Firstly, I think you need to try and forgive your mom. I understand what you mean, and believe me, I know what it is like to be disappointed by parents or even parents-in-laws. But in reality, she raised her baby (you) and now she has her own life to lead. If she doesn't feel that it is the right thing for her to stay with you and your family, then while it might be sad for you (and possibly even for her) she needs to follow her own heart and her own destiny. We are all responsible for our own dreams.



Secondly, I do not see a problem at all with going to work and having a nanny for your son. You need to make sure that the person you get to watch your child is someone who you are comfortable with. All of my three children have attended daycares and/or stayed with a childminder in their life and I wholeheartedly believe that they are the better for it. It doesn't mean that I love them any less, or that I spent any less time with them. In fact, I've always found that when I've been able to work, I actually spend MORE quality time with my children rather than less. When I've been a stay at home mom, I've had a lot of responsibilities including running all of the errands and keeping the house tidy, as well as taking care of my children. It is a lot of work. When I've gone to work, I've found that I miss my kids so much during the day that it is so nice to get home and see them and be able to spend time with them! I'm actually more focused on them while I was working as well then when I stayed at home with them. I think often people mistake being a stay at home mom with being more nurturing or more loving, and that is simply not the truth.
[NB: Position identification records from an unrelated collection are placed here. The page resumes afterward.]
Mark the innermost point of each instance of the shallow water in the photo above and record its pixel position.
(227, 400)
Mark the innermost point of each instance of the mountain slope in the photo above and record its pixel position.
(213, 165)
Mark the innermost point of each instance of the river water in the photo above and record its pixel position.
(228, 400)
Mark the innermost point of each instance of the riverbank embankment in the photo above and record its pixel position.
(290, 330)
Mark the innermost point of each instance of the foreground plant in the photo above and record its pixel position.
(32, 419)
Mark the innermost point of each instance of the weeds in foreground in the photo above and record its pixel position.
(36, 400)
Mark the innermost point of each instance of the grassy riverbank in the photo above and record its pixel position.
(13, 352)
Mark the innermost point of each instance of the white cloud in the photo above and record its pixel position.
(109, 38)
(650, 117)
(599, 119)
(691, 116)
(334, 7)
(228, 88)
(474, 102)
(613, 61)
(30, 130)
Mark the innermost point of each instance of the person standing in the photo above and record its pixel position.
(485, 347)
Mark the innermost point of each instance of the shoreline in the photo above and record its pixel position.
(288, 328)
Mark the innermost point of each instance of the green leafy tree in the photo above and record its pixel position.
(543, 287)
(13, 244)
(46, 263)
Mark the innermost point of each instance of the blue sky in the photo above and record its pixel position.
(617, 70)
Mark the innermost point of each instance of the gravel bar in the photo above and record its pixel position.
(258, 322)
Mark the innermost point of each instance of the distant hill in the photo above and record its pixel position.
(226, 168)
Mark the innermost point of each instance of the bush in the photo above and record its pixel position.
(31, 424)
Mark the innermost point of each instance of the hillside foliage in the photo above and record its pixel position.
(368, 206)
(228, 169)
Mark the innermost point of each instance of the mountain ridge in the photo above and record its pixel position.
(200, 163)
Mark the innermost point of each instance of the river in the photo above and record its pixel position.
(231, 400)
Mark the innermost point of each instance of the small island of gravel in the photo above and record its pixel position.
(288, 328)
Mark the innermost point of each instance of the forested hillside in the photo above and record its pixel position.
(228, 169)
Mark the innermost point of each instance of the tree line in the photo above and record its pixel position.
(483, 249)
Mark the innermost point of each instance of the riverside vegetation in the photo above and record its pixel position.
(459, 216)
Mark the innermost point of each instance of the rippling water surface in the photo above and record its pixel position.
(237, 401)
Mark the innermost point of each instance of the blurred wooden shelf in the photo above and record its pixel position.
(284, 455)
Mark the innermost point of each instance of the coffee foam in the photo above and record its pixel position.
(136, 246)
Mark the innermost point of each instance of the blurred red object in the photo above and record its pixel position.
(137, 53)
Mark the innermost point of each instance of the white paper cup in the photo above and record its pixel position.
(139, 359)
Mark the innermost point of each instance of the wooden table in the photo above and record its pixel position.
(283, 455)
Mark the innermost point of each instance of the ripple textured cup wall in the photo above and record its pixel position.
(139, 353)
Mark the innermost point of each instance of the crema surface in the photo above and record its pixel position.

I am currently going to school for my MSW, and my son will be attending daycare in the fall. I am very happy for him to do this because he is now 2 1/2 years old and he needs the socialization that a daycare will give him. I do enjoy staying home with him at the moment, but I don't fully believe that it is the best thing for him. I looked all around the area where I live as I am very picky about where my children spend their time, and found a daycare that I absolutely adore. I am very excited for him to start their in the fall and am quite sure that he is going to love his time there!



Having said that, you need to decide what is best for you and your family. If you do go to work, don't feel guilty about it though because as long as you pick someone to watch your child who you are comfortable and happy with, then they are in good hands and you will be all the more excited to see your child when you get home from the day! If you do decide to stay at home, don't feel guilty about that either. If you stay home for a few years, then you stay home for a few years. Only you can decide this, and once you do, remember that if you think you've chosen wrongly, you can always change your mind! It is never too late.



Good luck with the decision-making!!!